Strong: Cinco and Chris sent me a lot of things. Cinematically, the dance of Sing in the rain, indulging in that, it’s so beautiful it makes me cry, and I wanted it to feel like this and the barn is dancing with Judy Garland in Summer stock. I think just watching those scenes, seeing the dances, was very helpful to me.

Sonnenfeld: I’m not a big fan of old school musicals, those MGM musicals from the 40’s and 50’s. Some were good, some were not. I studied the good ones, like Sing in the rain. I also like other stuff like Pennies from the sky with Steve Martin, The meaning of Monty Python’s life, and that of Milos Foreman Hair.

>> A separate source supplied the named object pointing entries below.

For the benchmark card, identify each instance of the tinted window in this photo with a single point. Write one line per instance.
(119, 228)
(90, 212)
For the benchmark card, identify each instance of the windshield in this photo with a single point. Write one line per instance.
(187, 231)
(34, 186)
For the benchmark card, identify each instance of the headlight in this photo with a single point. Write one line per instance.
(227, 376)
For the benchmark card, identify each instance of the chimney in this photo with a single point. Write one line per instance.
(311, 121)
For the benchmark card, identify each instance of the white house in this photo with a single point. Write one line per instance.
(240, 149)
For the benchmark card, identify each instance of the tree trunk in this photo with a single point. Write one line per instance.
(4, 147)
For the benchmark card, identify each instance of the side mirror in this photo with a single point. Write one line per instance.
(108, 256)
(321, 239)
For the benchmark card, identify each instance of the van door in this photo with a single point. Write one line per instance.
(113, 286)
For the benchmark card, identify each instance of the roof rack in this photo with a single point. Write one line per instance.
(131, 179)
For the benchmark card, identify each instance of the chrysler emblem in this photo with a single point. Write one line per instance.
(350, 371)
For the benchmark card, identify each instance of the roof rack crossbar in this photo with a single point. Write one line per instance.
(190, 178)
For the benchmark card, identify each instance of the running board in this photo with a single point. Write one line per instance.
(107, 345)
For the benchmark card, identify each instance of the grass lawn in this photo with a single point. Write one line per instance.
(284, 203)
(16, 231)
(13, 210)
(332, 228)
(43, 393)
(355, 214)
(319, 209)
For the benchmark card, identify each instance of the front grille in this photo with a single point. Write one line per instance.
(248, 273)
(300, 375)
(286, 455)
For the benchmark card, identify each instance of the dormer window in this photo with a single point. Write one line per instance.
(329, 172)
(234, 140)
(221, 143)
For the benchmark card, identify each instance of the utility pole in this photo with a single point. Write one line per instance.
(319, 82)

Thompson: Barry, as a director, did you have a clear vision of what you wanted to do and didn’t want to bring classics to it?

Sonnenfeld: What I learned from old musicals is that they pull dance numbers from head to toe, so you can see the whole person dancing. I tended to cut. Most musicals have too many inserts and close-ups, and I wanted to stay wider. I firmly believe that the camera can be not only a recording device, but also a narration device. The choice of a lens and a camera position are essential to the success of this genre of musicals. I tend to use wide lenses, which makes the audience feel like they’re in the dance numbers with the dancers. Tonally for me, even though we are in a musical, all the actors have to act out the reality of the stage and not the comedy or silliness of the stage. They don’t try to be funny, and they don’t try to be cute; they are the character of this scene.

Thompson: Have you had conversations about more Schmigadoon!? Could there be other places with other musical styles? Could you do more with the world?

Paul: I have some ideas, and I hope we have a chance to explore some of them. In many ways, this season is a complete story. I would definitely love it. I love this crazy cast so much, so I want to work with them forever.

Strong: I want to see what people are like. In a second season, I could see what everyone behind the camera looks like because they all had masks for this one as we were shooting it during the pandemic. That being said, it was still kind of very intimate and a very loving setting, so it was there, but that didn’t stop us from connecting. Honestly, it was one of the most loving and encouraging sets I have ever been on. And funny too.

Sonnenfeld: For so many reasons, building this world was very similar to my work for Netflix over the three years of A series of unfortunate events. Both this series of shows and Schmigadoon! were all shot on stage. This allowed us to control every element of the visual storytelling, from the lighting and painted supports to the artificial turf. It is a world that we have created. Where is A series of unfortunate events? Where is Schmigadoon!? Is it a real place? When is this happening? Grow daisies is another place I have been with both reality and fantasy. It’s something that I love to do.

Thompson: Finally, Barry, you touched on the worlds you built and danced, and you did both of those things in The Addams Family, which turns 30 this year. Do you have any plans to mark this occasion?

Sonnenfeld: Funny, you should ask that. I didn’t know it was November, but I’m currently working with Paramount Pictures to create a new 4K version of The Addams Family. We hand over the entire interpretation of Mamushka. There’s a good song and dance number, and we cut it in half at the last minute for the original release. I convinced Scott Rudin and Paramount Pictures to hand over the entire issue. I watched it, and it’s just amazing. Raul Julia is so amazing in this issue. I’m so glad people can finally see this.

Schmigadoon! debuts on Apple TV + on Friday, June 16, 2021.